Holiday Stress Management
By Brandy Cordova
Stress can be a reaction to a short-lived situation, such as being stuck in traffic or running late for an appointment. Or it can last longer if you’re dealing with relationship problems, a spouse’s death or other serious situations. Stress becomes dangerous when it interferes with your ability to live a normal life over an extended period. You may feel tired, unable to concentrate or irritable, and it can damage your physical health.
According to the American Psychological Association’s Stress in American Report 2010, “Work, the economy and money remain the most often cited causes of stress reported by Denver residents, with relationship issues and health concerns (both personal and family) increasing as significant sources of stress over the past year. The percentage of adults in Denver who characterize their own health as excellent or very good has declined significantly over the past year, and the proportion saying they have been told by a healthcare professional that they are overweight/obese or have been diagnosed with type 2 diabetes has significantly increased.”
Holiday stress statistics reported by the American Psychological Association show that up to 69% of people are stressed by the feeling of having a “lack of time,” 69% are stressed by perceiving a “lack of money,” and 51% feel stressed out over the “pressure to give or get gifts”.
So what can you do during the holidays to manage stress? Here are 6 tips to help:
1. Identify your source of stress. Look closely at your habits, attitude, and excuses. Are any of these leading to your stress? Is it lack of time? Lack of money? Pressure to give gifts to everyone you know? Do you make excuses about why you can or can’t do something? Once you know what causes your stress you can build a plan to alleviate stress.
2. Make sure you have social support. Having people you can turn to, whether it be family, friends, co-workers, church or licensed professionals, is a great way to talk about your stress and helps to release frustrations. Almost everyone needs someone in their life they can rely on when they are having a hard time. Having little or no support makes stressful situations even more difficult to deal with.
3. Prioritize and set a schedule. There are so many parties and get-togethers going on that you may feel like you need to attend all that you are invited to so you don’t hurt the invitees’ feelings. Or you may feel like you won’t find enough time to do all your shopping. Only say yes to those activities you know you will enjoy and not become stressed over, and ones that will not interfere with your schedule; commit to them, and say no to the rest.
4. Allow yourself time to relax. Not allowing yourself time to relax will intensify situations and cause more stress. There are many relaxation techniques, including breathing exercises, meditation, music, yoga, exercise, acupuncture, journaling, guided imagery or visualizations, reframing the situation with a sense of humor, finding perspective with the situation, and anything else that is a healthy outlet for relaxation.
5. Change your expectations for togetherness. Many people get sad or depressed, or feel lonely during the holidays. Even though you may feel tempted to avoid people when you feel stressed, make an effort to socialize. Meeting friends or family usually helps people feel less stressed. Understand that you are not alone. There are many people that feel just as lonely. Find a local charity that is looking for volunteers to help others. Giving your time will not only release your lonely feelings and stress, but you are helping others not feel alone and it will brighten both parties’ holidays.

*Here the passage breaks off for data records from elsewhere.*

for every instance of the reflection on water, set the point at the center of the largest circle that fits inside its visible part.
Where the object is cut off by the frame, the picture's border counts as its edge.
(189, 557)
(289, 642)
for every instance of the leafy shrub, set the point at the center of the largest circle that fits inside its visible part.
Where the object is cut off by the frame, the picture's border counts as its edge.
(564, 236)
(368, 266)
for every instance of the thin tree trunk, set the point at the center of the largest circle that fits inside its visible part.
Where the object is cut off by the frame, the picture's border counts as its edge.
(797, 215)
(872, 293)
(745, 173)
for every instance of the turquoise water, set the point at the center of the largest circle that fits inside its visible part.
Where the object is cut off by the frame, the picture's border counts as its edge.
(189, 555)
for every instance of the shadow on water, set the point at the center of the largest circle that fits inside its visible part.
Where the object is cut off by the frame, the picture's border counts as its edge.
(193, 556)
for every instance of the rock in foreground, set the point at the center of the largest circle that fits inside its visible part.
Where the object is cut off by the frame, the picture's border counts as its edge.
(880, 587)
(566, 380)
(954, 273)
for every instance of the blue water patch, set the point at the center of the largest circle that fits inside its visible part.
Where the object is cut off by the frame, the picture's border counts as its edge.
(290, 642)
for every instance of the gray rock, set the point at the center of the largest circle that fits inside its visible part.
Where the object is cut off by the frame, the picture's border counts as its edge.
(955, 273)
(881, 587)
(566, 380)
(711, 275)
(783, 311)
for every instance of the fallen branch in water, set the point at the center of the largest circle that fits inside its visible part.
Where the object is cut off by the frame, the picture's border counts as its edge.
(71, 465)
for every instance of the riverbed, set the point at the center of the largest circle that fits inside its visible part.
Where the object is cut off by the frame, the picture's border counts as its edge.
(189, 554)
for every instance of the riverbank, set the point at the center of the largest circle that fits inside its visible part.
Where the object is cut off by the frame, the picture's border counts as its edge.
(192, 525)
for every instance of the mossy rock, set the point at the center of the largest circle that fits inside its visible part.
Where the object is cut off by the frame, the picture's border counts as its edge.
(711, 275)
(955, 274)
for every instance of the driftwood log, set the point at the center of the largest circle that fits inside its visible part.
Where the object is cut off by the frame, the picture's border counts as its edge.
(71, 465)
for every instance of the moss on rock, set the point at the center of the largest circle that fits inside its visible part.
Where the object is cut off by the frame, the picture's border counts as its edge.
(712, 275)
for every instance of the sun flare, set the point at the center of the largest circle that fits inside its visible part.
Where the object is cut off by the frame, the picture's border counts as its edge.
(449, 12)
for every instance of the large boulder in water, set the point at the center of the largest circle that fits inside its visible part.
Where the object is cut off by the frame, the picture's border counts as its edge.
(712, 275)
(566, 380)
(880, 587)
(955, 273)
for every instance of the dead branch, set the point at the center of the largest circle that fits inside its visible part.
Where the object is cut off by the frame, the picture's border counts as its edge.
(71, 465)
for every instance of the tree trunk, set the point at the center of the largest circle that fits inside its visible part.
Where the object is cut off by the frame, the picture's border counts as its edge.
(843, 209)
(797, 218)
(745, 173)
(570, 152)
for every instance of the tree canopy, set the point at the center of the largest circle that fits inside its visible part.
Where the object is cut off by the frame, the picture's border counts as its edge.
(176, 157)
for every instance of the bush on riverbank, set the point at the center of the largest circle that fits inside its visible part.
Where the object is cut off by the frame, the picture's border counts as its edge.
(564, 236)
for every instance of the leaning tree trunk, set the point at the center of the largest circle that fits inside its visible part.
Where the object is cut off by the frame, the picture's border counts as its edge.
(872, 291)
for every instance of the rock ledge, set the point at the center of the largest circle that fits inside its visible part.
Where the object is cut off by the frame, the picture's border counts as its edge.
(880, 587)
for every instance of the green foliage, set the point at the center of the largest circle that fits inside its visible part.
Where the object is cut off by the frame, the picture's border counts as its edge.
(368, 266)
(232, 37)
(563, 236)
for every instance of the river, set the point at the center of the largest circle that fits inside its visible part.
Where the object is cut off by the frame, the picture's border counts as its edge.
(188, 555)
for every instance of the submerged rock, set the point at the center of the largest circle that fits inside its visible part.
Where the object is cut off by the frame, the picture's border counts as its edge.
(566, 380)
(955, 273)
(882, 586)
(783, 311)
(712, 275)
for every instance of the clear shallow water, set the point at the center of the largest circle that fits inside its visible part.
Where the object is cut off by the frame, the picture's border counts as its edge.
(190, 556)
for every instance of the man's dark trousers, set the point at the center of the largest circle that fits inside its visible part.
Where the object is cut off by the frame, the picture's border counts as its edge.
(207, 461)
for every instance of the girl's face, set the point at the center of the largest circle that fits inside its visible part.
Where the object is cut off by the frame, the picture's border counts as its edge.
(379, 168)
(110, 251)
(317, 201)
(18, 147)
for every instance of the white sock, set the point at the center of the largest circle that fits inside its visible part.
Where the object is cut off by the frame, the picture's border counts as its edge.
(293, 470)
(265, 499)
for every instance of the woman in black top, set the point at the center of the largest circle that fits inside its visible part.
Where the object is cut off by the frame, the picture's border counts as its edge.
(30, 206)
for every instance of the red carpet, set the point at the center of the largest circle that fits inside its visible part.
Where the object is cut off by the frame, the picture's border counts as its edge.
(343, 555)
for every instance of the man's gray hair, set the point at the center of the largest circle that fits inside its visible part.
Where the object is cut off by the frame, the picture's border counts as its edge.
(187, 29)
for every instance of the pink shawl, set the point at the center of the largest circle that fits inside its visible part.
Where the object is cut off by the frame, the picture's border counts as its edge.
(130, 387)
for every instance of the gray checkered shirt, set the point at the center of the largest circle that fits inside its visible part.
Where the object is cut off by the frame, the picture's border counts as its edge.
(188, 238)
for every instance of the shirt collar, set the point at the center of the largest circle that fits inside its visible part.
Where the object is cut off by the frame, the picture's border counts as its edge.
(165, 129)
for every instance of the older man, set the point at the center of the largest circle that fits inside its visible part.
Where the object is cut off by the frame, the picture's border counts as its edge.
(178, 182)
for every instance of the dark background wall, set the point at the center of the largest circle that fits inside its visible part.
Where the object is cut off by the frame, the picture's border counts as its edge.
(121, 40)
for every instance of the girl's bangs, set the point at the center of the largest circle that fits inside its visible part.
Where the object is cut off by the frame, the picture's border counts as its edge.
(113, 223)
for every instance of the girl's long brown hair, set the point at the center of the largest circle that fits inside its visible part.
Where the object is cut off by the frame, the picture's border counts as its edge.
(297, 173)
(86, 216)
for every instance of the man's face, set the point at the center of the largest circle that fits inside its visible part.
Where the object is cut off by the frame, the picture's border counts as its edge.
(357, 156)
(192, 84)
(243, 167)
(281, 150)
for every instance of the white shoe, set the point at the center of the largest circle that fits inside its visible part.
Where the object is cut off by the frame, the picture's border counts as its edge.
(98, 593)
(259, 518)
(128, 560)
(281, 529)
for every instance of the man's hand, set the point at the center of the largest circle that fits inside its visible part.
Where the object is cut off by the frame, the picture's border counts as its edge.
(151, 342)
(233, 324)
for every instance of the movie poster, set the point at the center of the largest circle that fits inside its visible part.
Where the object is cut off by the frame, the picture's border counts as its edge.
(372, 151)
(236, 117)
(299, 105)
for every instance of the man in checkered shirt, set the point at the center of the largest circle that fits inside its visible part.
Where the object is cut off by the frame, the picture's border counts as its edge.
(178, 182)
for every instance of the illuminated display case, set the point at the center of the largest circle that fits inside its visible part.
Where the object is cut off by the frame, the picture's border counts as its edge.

6. Be smart with holiday eating. Eating too much can cause weight gain, which ultimately leads to stress. Eat foods that improve your health and well-being. For example, eating fruits and vegetables before you go for the fatter foods and sweets will help fill you up so you don’t eat as much of the bad stuff. Eat small amounts of the more fattening foods and sweets to satiate the cravings, and then stop. If you try to deny yourself all of the fattening and sugar-laden foods, eventually you will give in to the cravings and end up binging.